Sarà il grande esploratore Alex Bellini, per l’ultimo appuntamento della sezione “Destinazione…Islanda”, l’ospite d’eccezione del 65. Trento Film Festival, domenica 7 maggio, alle ore 11.00, al Muse di Trento. Alex Bellini racconterà l’impatto del riscaldamento globale nella sua ultima traversata del ghiacciaio Vatnajökull, in un dialogo con lo storyteller e giornalista Federico Taddia.

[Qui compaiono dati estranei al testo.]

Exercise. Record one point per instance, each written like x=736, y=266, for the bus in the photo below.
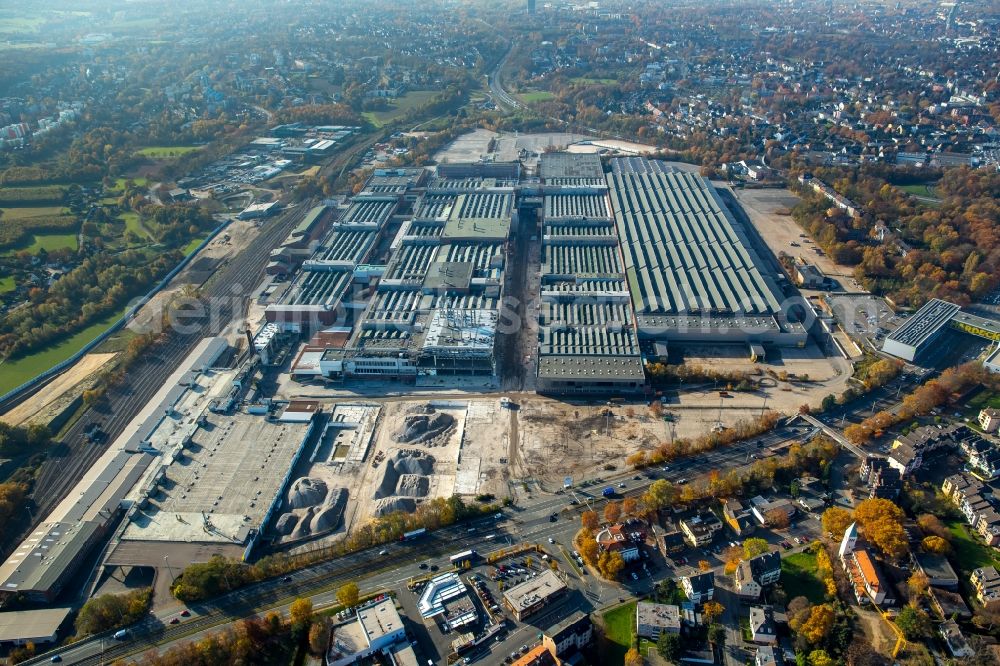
x=415, y=534
x=465, y=556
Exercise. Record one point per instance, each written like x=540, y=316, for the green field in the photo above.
x=50, y=242
x=193, y=245
x=799, y=577
x=920, y=190
x=537, y=96
x=134, y=224
x=619, y=629
x=399, y=107
x=13, y=373
x=165, y=152
x=120, y=183
x=970, y=552
x=28, y=212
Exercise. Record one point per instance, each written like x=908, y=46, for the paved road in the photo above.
x=73, y=456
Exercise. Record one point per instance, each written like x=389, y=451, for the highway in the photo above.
x=68, y=460
x=532, y=523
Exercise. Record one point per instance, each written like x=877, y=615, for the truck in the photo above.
x=415, y=534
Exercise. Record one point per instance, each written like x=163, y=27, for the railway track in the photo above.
x=59, y=473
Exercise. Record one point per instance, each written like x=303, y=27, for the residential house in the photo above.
x=537, y=656
x=699, y=588
x=884, y=481
x=908, y=451
x=859, y=564
x=738, y=517
x=768, y=655
x=958, y=647
x=653, y=619
x=986, y=582
x=617, y=538
x=699, y=530
x=753, y=575
x=762, y=626
x=989, y=419
x=762, y=508
x=572, y=634
x=989, y=526
x=948, y=603
x=960, y=483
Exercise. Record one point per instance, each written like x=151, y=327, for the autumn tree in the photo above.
x=755, y=546
x=931, y=525
x=918, y=584
x=319, y=634
x=712, y=610
x=914, y=623
x=348, y=594
x=300, y=612
x=777, y=518
x=587, y=546
x=815, y=625
x=612, y=512
x=610, y=564
x=732, y=557
x=836, y=521
x=882, y=522
x=633, y=658
x=659, y=495
x=935, y=545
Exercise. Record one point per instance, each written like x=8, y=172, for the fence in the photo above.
x=32, y=383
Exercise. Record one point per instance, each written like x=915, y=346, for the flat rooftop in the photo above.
x=683, y=252
x=928, y=320
x=20, y=626
x=222, y=484
x=570, y=168
x=380, y=620
x=530, y=592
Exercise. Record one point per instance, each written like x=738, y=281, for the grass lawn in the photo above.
x=50, y=242
x=619, y=627
x=166, y=152
x=195, y=242
x=28, y=212
x=970, y=552
x=920, y=190
x=399, y=107
x=134, y=224
x=536, y=96
x=120, y=183
x=799, y=579
x=15, y=372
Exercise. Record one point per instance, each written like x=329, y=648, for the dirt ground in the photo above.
x=465, y=457
x=769, y=209
x=40, y=405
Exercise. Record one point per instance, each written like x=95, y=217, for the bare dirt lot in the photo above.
x=40, y=404
x=406, y=452
x=769, y=209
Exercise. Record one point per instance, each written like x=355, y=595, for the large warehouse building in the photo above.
x=434, y=305
x=914, y=337
x=586, y=334
x=692, y=272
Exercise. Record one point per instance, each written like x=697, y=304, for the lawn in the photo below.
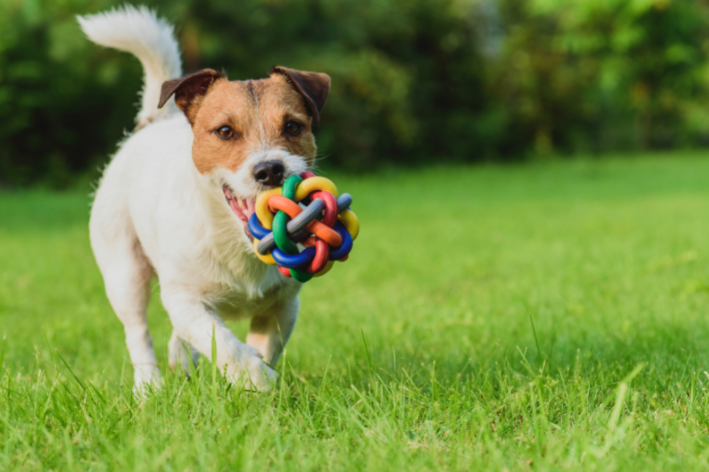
x=546, y=316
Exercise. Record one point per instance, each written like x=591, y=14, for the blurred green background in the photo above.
x=413, y=80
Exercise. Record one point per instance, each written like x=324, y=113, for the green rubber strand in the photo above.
x=280, y=233
x=300, y=275
x=290, y=186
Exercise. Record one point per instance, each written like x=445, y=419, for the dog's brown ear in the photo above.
x=187, y=88
x=313, y=86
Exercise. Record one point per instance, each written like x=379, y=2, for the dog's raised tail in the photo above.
x=151, y=39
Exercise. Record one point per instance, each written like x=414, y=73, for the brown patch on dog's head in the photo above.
x=232, y=119
x=189, y=90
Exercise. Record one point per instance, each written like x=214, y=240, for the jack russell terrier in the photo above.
x=175, y=201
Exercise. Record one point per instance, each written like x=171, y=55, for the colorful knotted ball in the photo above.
x=306, y=211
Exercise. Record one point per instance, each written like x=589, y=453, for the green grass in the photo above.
x=550, y=316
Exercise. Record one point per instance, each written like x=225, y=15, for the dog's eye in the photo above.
x=225, y=132
x=293, y=128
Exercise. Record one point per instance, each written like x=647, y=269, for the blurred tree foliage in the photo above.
x=413, y=80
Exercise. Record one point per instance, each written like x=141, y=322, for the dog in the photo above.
x=174, y=202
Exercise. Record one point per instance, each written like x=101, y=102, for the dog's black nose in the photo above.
x=269, y=173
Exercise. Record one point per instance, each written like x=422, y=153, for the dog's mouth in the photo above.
x=243, y=208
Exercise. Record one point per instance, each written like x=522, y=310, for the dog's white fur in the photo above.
x=155, y=214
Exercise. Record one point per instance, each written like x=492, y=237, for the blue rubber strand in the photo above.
x=294, y=261
x=338, y=253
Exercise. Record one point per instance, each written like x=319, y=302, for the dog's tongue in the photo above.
x=243, y=208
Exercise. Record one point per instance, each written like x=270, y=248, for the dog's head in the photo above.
x=250, y=136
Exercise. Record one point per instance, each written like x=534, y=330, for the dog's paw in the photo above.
x=253, y=373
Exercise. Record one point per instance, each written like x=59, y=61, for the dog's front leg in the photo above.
x=271, y=330
x=195, y=323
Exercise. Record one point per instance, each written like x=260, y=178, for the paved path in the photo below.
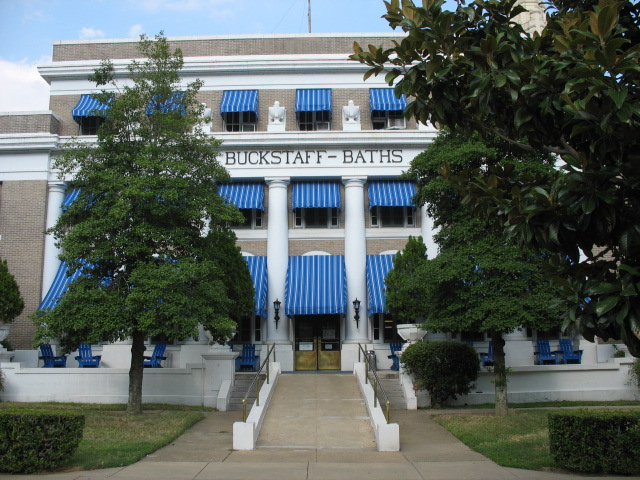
x=427, y=452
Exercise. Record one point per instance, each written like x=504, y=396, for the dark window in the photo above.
x=240, y=121
x=392, y=217
x=317, y=218
x=388, y=120
x=308, y=121
x=90, y=125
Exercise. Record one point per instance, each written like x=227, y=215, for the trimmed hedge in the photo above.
x=596, y=441
x=34, y=442
x=445, y=369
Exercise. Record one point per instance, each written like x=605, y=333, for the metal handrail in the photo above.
x=375, y=386
x=256, y=382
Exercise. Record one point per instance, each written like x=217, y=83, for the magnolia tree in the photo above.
x=571, y=90
x=137, y=229
x=479, y=282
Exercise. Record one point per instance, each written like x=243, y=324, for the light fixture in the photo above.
x=276, y=308
x=356, y=307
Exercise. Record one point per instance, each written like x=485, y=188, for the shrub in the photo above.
x=444, y=369
x=32, y=442
x=596, y=441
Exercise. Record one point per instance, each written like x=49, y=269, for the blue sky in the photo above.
x=29, y=28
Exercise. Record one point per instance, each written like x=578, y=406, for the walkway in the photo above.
x=427, y=451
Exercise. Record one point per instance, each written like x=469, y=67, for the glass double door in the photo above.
x=317, y=342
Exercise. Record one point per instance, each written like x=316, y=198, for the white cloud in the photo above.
x=22, y=88
x=136, y=30
x=87, y=33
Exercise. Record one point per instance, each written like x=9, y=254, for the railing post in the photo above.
x=258, y=390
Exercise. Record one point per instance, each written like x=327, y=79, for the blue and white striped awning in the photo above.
x=239, y=101
x=258, y=271
x=316, y=285
x=316, y=195
x=88, y=106
x=385, y=100
x=317, y=100
x=243, y=195
x=391, y=193
x=58, y=287
x=70, y=197
x=378, y=266
x=172, y=104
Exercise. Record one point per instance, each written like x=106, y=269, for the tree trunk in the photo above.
x=136, y=371
x=500, y=374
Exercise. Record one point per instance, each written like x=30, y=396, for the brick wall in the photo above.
x=30, y=123
x=307, y=44
x=22, y=223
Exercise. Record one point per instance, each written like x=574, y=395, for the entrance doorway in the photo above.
x=317, y=342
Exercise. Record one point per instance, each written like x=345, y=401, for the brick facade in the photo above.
x=22, y=223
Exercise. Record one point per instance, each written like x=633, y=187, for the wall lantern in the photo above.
x=356, y=307
x=276, y=308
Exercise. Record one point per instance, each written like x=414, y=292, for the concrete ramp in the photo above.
x=317, y=411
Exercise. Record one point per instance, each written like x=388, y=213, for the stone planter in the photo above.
x=411, y=332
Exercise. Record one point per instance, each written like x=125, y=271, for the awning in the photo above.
x=239, y=101
x=58, y=287
x=243, y=195
x=313, y=100
x=377, y=268
x=69, y=198
x=173, y=104
x=385, y=100
x=391, y=193
x=316, y=285
x=87, y=106
x=316, y=195
x=258, y=271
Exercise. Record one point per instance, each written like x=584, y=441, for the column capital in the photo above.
x=277, y=181
x=354, y=180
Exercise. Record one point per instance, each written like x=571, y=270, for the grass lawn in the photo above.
x=519, y=440
x=111, y=438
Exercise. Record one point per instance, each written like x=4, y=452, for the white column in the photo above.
x=51, y=262
x=355, y=253
x=277, y=257
x=428, y=231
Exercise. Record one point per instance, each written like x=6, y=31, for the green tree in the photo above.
x=572, y=90
x=11, y=303
x=148, y=226
x=478, y=282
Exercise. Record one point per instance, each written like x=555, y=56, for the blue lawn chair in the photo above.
x=50, y=360
x=86, y=358
x=569, y=355
x=486, y=358
x=248, y=358
x=156, y=358
x=396, y=348
x=545, y=354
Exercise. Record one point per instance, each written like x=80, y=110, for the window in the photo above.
x=240, y=121
x=388, y=120
x=252, y=218
x=313, y=109
x=317, y=217
x=392, y=217
x=90, y=125
x=311, y=121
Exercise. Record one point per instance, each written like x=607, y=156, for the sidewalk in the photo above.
x=427, y=452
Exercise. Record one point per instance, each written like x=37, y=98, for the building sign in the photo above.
x=266, y=158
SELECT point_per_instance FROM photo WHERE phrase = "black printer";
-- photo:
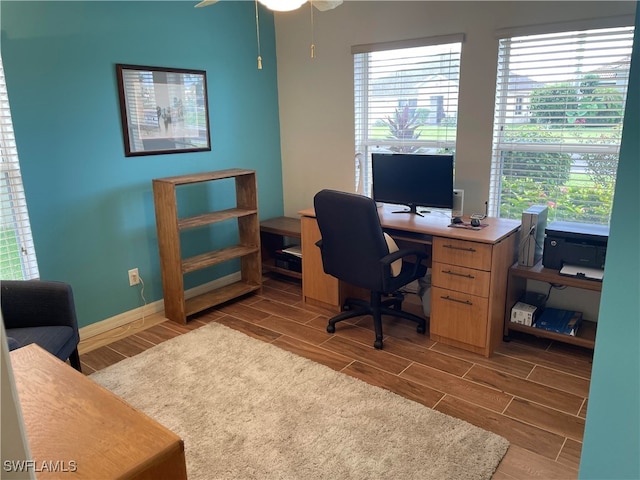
(579, 244)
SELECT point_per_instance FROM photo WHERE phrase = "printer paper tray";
(582, 272)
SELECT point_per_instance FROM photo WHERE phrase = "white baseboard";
(131, 316)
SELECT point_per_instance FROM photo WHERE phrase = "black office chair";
(354, 250)
(44, 313)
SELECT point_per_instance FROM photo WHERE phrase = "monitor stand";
(413, 209)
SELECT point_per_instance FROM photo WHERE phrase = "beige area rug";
(249, 410)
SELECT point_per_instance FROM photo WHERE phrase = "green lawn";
(9, 255)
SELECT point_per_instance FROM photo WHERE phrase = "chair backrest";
(352, 238)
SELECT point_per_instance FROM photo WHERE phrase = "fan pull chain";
(313, 46)
(258, 37)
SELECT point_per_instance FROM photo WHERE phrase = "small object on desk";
(559, 321)
(468, 225)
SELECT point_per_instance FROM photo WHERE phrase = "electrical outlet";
(134, 277)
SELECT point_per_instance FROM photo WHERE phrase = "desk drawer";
(463, 253)
(461, 279)
(459, 317)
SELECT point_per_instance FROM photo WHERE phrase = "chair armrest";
(403, 254)
(37, 303)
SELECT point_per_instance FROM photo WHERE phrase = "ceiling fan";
(287, 5)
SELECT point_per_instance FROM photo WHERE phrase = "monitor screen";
(413, 180)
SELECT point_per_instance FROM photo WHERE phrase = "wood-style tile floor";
(531, 391)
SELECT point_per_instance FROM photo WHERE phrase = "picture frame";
(163, 110)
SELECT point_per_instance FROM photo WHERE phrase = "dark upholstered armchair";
(354, 250)
(43, 313)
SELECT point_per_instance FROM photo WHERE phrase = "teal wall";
(612, 435)
(91, 207)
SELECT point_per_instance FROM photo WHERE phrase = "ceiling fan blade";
(204, 3)
(324, 5)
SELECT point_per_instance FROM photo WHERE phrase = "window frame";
(17, 261)
(365, 144)
(577, 152)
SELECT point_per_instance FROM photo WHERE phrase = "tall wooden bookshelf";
(174, 267)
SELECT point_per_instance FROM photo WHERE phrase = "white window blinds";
(17, 255)
(406, 99)
(560, 101)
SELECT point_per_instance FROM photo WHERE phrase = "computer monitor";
(412, 179)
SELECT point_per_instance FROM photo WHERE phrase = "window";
(560, 101)
(406, 99)
(17, 255)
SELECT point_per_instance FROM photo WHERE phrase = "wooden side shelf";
(518, 275)
(177, 307)
(273, 235)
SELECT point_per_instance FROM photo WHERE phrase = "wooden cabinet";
(518, 276)
(468, 292)
(469, 275)
(275, 234)
(70, 418)
(170, 226)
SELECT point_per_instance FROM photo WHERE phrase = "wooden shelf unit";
(273, 233)
(169, 225)
(517, 285)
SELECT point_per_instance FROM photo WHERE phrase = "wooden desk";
(469, 274)
(71, 420)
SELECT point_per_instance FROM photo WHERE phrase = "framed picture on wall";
(163, 110)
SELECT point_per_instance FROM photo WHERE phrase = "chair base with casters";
(376, 307)
(355, 250)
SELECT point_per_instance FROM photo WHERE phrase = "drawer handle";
(466, 249)
(465, 275)
(447, 297)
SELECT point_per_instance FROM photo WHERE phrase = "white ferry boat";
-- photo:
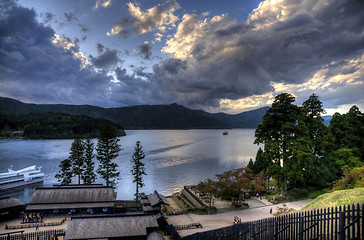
(26, 176)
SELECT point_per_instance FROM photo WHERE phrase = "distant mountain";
(171, 116)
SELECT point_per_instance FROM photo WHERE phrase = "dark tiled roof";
(72, 195)
(110, 226)
(10, 202)
(156, 199)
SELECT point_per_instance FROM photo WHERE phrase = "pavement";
(46, 219)
(258, 209)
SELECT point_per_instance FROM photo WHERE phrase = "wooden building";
(73, 199)
(112, 227)
(10, 208)
(153, 203)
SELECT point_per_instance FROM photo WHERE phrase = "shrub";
(352, 179)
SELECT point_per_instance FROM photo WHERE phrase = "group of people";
(237, 220)
(31, 217)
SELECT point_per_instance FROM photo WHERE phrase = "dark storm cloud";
(213, 58)
(106, 59)
(236, 60)
(138, 21)
(47, 17)
(33, 69)
(100, 48)
(71, 17)
(145, 50)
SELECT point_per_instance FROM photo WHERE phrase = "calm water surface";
(174, 158)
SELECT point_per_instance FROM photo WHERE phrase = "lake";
(174, 158)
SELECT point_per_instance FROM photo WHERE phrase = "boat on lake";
(26, 176)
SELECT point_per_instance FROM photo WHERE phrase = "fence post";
(302, 226)
(342, 225)
(276, 229)
(253, 232)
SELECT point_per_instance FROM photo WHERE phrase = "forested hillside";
(51, 126)
(172, 116)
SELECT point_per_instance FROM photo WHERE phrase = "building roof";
(8, 202)
(72, 197)
(110, 226)
(156, 198)
(48, 206)
(155, 236)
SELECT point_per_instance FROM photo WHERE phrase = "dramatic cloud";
(145, 50)
(70, 17)
(158, 18)
(71, 46)
(102, 3)
(212, 62)
(106, 59)
(33, 68)
(285, 42)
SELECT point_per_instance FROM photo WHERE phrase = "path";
(215, 221)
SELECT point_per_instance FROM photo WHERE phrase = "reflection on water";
(174, 158)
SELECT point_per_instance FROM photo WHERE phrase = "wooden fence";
(332, 223)
(33, 225)
(41, 235)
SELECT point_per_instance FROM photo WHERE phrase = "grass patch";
(337, 198)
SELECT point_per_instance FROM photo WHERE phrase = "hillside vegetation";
(51, 126)
(337, 198)
(172, 116)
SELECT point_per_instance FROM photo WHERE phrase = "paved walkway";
(32, 229)
(259, 209)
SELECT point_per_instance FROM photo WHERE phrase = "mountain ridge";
(172, 116)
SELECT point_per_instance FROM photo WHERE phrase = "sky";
(219, 56)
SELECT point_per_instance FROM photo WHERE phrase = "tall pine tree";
(107, 150)
(65, 173)
(77, 158)
(138, 168)
(89, 175)
(276, 132)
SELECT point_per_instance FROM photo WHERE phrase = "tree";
(77, 158)
(65, 173)
(138, 169)
(346, 139)
(277, 132)
(89, 175)
(208, 187)
(107, 150)
(312, 110)
(231, 184)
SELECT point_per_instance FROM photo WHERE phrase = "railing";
(193, 196)
(41, 235)
(32, 225)
(332, 223)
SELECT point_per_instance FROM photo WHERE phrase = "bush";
(352, 179)
(298, 193)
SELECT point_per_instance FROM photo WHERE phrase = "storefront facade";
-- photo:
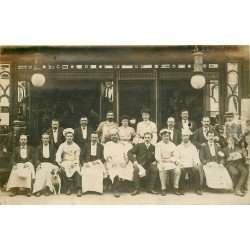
(94, 80)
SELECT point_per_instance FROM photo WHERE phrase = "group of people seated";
(83, 158)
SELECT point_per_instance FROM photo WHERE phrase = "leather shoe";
(79, 193)
(163, 192)
(117, 195)
(68, 191)
(152, 191)
(239, 193)
(135, 192)
(197, 191)
(175, 191)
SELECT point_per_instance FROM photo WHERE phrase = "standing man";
(68, 158)
(235, 166)
(118, 164)
(144, 154)
(146, 126)
(189, 161)
(12, 139)
(200, 135)
(55, 134)
(83, 133)
(23, 169)
(45, 155)
(212, 159)
(185, 123)
(93, 170)
(167, 158)
(175, 134)
(104, 127)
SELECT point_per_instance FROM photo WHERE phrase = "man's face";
(114, 137)
(84, 121)
(16, 128)
(45, 139)
(210, 137)
(69, 137)
(170, 123)
(147, 138)
(205, 122)
(184, 115)
(125, 122)
(145, 116)
(165, 137)
(229, 118)
(23, 140)
(110, 117)
(94, 138)
(185, 138)
(55, 124)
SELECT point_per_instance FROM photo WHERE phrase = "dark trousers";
(239, 175)
(195, 177)
(76, 178)
(151, 175)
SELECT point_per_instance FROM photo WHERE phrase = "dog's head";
(54, 173)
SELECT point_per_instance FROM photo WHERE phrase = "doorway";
(135, 95)
(66, 102)
(176, 95)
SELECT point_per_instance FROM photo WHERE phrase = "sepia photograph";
(124, 125)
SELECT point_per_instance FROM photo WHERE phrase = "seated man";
(44, 160)
(23, 170)
(67, 157)
(93, 170)
(118, 164)
(144, 154)
(189, 161)
(235, 166)
(167, 157)
(211, 157)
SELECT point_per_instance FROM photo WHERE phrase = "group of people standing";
(83, 157)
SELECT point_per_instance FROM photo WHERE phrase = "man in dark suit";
(12, 139)
(83, 133)
(175, 134)
(45, 156)
(93, 170)
(23, 169)
(200, 135)
(235, 166)
(144, 154)
(55, 134)
(185, 123)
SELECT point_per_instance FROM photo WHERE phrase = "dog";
(56, 181)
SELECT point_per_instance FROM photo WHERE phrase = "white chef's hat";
(186, 132)
(68, 130)
(113, 131)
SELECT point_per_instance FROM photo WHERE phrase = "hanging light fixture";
(38, 80)
(198, 80)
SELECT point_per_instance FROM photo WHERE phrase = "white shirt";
(55, 135)
(212, 148)
(93, 149)
(166, 152)
(143, 127)
(23, 152)
(46, 151)
(185, 124)
(84, 132)
(188, 154)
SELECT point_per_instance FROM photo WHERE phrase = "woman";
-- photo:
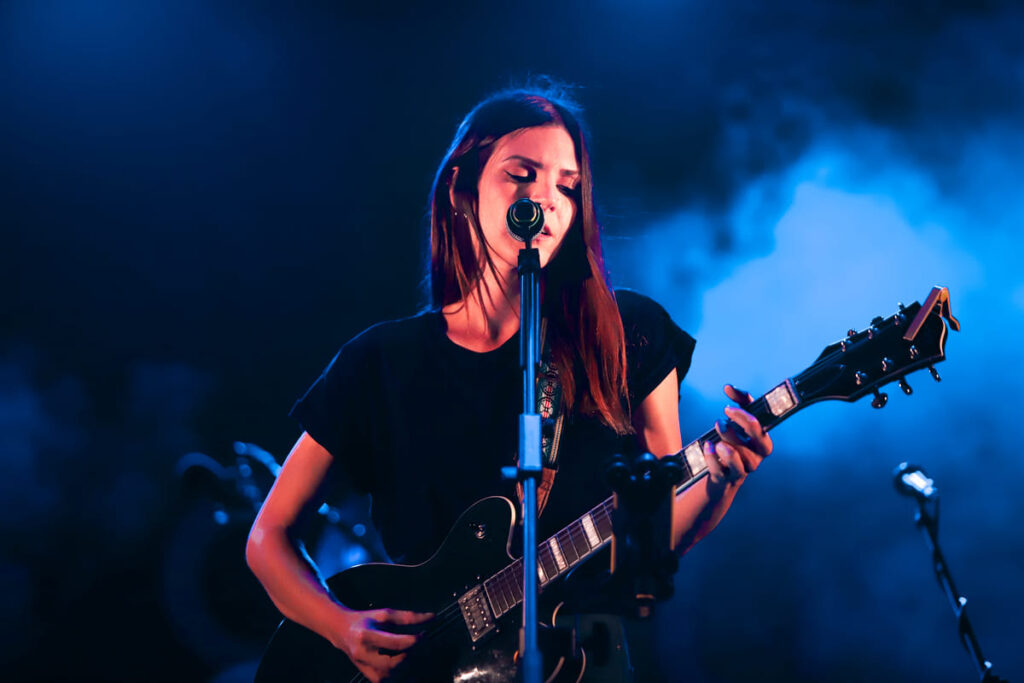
(422, 413)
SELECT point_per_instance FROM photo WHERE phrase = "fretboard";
(578, 542)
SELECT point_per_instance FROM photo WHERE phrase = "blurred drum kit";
(215, 606)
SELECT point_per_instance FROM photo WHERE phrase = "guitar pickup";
(476, 612)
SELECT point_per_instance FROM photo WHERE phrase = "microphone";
(912, 480)
(524, 219)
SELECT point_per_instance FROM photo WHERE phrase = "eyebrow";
(538, 165)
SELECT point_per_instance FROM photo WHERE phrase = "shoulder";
(385, 340)
(654, 344)
(393, 334)
(643, 317)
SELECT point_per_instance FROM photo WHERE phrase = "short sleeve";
(654, 344)
(334, 410)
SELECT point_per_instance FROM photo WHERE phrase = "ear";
(452, 181)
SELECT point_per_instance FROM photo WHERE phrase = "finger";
(732, 464)
(738, 395)
(750, 424)
(750, 459)
(759, 440)
(383, 640)
(711, 460)
(731, 434)
(401, 616)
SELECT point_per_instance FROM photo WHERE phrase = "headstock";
(890, 348)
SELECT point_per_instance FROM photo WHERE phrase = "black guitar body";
(475, 548)
(473, 588)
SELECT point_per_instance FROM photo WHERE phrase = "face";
(539, 164)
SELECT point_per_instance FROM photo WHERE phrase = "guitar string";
(449, 614)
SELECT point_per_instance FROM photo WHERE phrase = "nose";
(545, 194)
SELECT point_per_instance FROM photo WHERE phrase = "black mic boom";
(524, 219)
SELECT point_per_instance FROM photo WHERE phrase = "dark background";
(201, 201)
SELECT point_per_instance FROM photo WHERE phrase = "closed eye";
(530, 176)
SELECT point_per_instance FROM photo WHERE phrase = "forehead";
(549, 145)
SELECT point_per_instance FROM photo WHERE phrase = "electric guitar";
(474, 585)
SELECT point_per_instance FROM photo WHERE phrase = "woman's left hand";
(739, 453)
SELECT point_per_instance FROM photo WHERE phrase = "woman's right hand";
(376, 651)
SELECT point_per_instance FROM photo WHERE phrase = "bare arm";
(292, 581)
(699, 509)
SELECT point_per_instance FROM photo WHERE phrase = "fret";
(565, 543)
(602, 519)
(547, 560)
(593, 538)
(693, 456)
(556, 552)
(498, 605)
(579, 540)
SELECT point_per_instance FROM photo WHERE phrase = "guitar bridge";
(476, 612)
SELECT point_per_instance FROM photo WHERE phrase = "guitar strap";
(549, 407)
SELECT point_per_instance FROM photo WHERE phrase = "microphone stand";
(529, 454)
(923, 491)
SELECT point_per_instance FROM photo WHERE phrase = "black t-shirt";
(425, 425)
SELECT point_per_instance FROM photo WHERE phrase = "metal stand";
(643, 559)
(912, 480)
(529, 455)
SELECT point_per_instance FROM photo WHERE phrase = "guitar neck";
(585, 537)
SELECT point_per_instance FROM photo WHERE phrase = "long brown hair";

Il festival ospita l’esploratore Bellini, famoso per la sua poliedricità e le sue avventure a contatto con i diversi elementi naturali, proprio in occasione del focus dedicato all’Islanda. Al Trento Film Festival l’esploratore racconterà della sua ultima avventura, che lo ha visto impegnato per 13 giorni nella traversata con sci e slitta del più grande ghiacciaio d’Europa, Vatnajokull, in Islanda. Con quest’ultimo viaggio Bellini unisce la sua grande passione per l’avventura e l’approfondimento del rapporto complicato uomo – natura, relazione che per lui è imprescindibile e necessaria.

Alex bellini in spedizione (foto Matteo Zanga)

“Riconnettersi all’ambiente naturale diventa oggi una necessità per la sopravvivenza della specie umana per almeno due ragioni – dichiara Alex Bellini – Da un lato, la crescente distanza tra uomo e natura, tra le sue abitudini spesso lesive dell’ambiente e le conseguenze che esse producono, favorisce la tendenza alla passività, alla deresponsabilizzazione e alla delega ad altri di ciò che dovrebbe competere a ognuno. Dall’altra, riconnettersi al nostro pianeta potrebbe contribuire ad aiutarci a superare la crisi psicologica da cui in molti ci sentiamo colpiti. La natura come fonte di ispirazione per recuperare la normale tendenza dell’uomo a perseverare, superare e prevedere le sfide con se stesso e con il mondo attorno. L’avventura e l’esplorazione potrebbe essere la risposta a entrambe le ragioni”.

Nato nel 1978, Bellini inizia tra le montagne le sue prime avventure. Nel 2001 cambia elemento e corre la Marathon des Sables nel deserto del Sahara per poi attraversare nel 2002 e 2003 l’Alaska con la slitta. Nel 2005 si avventura da solo tra il Mare Mediterraneo e l’Oceano Atlantico per 227 giorni, per ripetersi nel 2008, per 294 giorni, nell’Oceano Pacifico.  Nel 2011 corre 5300 km da Los Angeles a New York in 70 giorni.

(Foto Matteo Zanga)

Il suo grande sogno è di vivere su un iceberg in scioglimento. A causa della complessità di questa sfida, Alex ha visto slittare l’avvio diverse volte negli ultimi anni. A questo proposito Alex dichiara ” non importa se e quando riuscirò a realizzare quest’ avventura. Un sogno, anche quando non si realizza, é qualche cosa di potente e il percorso che sto compiendo nel tentativo di realizzarlo sta contribuendo alla mia crescita, come persona e come professionista.”

Grazie alle sue avventure, Alex gira il mondo, esplorando ambienti molto diversi. Ha conosciuto la profonda solitudine e il disagio, ha incontrato il freddo e il caldo estremo. Durante i suoi viaggi, Alex ha trovato sempre un modo per crescere come persona. La sua vita e le sue avventure sono prova della straordinaria capacità di adattamento, di perseveranza e di leadership personale di ogni essere umano.